La seule exception à cette règle permet de mieux en apprécier la portée. En effet, Bayle ponctue de nombreux articles par des remarques très ironiques et critiques à l’égard de Jurieu. C’est précisément que Jurieu ne partage pas la culture commune des savants : il n’est pas un membre digne de la République des Lettres, parce qu’il aborde la contestation avec un esprit de « zèle ». Le débat d’idées – religieuses, philosophiques, politiques – est toujours, pour lui, prétexte à une mise en accusation : mise en cause de ses confrères huguenots sur le plan religieux, mise en accusation de Bayle sur les plans religieux, philosophique et politique. Jurieu pratique en permanence l’argument ad hominem ; comme en témoigne son ouvrage L’Esprit de Mr Arnauld, il manie l’invective, s’attaquant non pas aux idées mais à la personne. Il cherche ainsi à mettre en œuvre dans la République des Lettres l’esprit d’intolérance qui est le sien au sein de l’Eglise réformée. Bayle fait un portrait au vitriol du « zélateur » dans l’article « Agrippa (Henri Corneille) », remarque Q, et lui rétorque implicitement la formule proférée à l’égard des dragons convertisseurs : « vous dégoûtez un honnête homme d’avoir du zèle, par le mauvais usage que vous faites du vôtre, supposé que vous en aiez ».
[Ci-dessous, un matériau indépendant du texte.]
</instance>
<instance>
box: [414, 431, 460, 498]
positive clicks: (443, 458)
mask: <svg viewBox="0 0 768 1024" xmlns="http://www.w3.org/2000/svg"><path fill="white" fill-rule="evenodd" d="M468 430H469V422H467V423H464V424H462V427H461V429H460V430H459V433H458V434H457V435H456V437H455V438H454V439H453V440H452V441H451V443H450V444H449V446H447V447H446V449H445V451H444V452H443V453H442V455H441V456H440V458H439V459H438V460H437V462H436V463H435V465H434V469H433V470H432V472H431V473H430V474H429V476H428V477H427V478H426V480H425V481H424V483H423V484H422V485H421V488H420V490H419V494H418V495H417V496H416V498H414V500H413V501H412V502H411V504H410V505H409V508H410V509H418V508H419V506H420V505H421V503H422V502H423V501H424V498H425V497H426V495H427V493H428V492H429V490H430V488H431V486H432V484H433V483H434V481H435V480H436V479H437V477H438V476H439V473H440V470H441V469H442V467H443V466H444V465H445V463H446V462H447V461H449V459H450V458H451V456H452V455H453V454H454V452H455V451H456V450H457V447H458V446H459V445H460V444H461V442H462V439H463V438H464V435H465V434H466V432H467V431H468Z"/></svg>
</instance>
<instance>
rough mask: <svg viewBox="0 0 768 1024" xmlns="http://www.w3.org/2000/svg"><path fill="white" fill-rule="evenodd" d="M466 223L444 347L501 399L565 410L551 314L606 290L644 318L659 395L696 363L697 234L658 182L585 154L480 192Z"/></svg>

Ainsi, contrairement à l’Eglise, « pays » du zèle religieux marqué par une division violente (Matthieu, 10, 34-37, et Luc, 12, 51-53), Bayle constitue le Dictionnaire en monument emblématique de la « guerre pacifique » des esprits, c’est-à-dire du débat critique, permanent et policé, qui caractérise la République des Lettres, cet « Etat extrêmement libre » où l’on ne reconnaît « que l’empire de la vérité et de la raison » (art. « Catius », rem. D). Le Dictionnaire doit donc être envisagé comme le produit d’une collaboration savante, fruit du labeur d’une communauté d’érudits qui – suivant l’exemple « diplomatique » des mauristes autour de Jean Mabillon et de Bernard de Montfaucon à Saint-Germain-des-Prés – œuvrent à la construction de la certitude dans le domaine de l’historiographie : « Il faut peu donner aux conjectures dans les matiéres de fait : il vaut mieux attendre patiemment que l’on puisse recouvrer les piéces justificatives. » (Projet, Préface) ; « Une vérité de fait [...] ne renverse-t-elle pas cent volumes de raisonnements spéculatifs ? » (DHC, art. « Epicure », rem. D). Bayle a transformé son projet initial de recueil des méprises de Moréri en Dictionnaire où la chasse aux erreurs n’est qu’un préalable à la construction, non pas du doute pyrrhonien ni de l’évidence cartésienne, mais de la vérité de fait historique fondée sur la convergence de témoignages vraisemblables. Bayle et ses collaborateurs construisent ainsi le « fait » dans le domaine de l’histoire critique et lui donnent son statut épistémologique, scientifique et social, tout comme les bénédictins de Saint-Maur avaient construit les critères de l’authentification des « diplômes » de l’histoire savante et que les fellows de la Royal Society autour de Robert Boyle avaient œuvré à la « construction sociale » du « fait » dans la science expérimentale. Bayle participe ainsi à sa façon – anonyme – à la grande aspiration à la certitude qui hante la République des Lettres et des Sciences.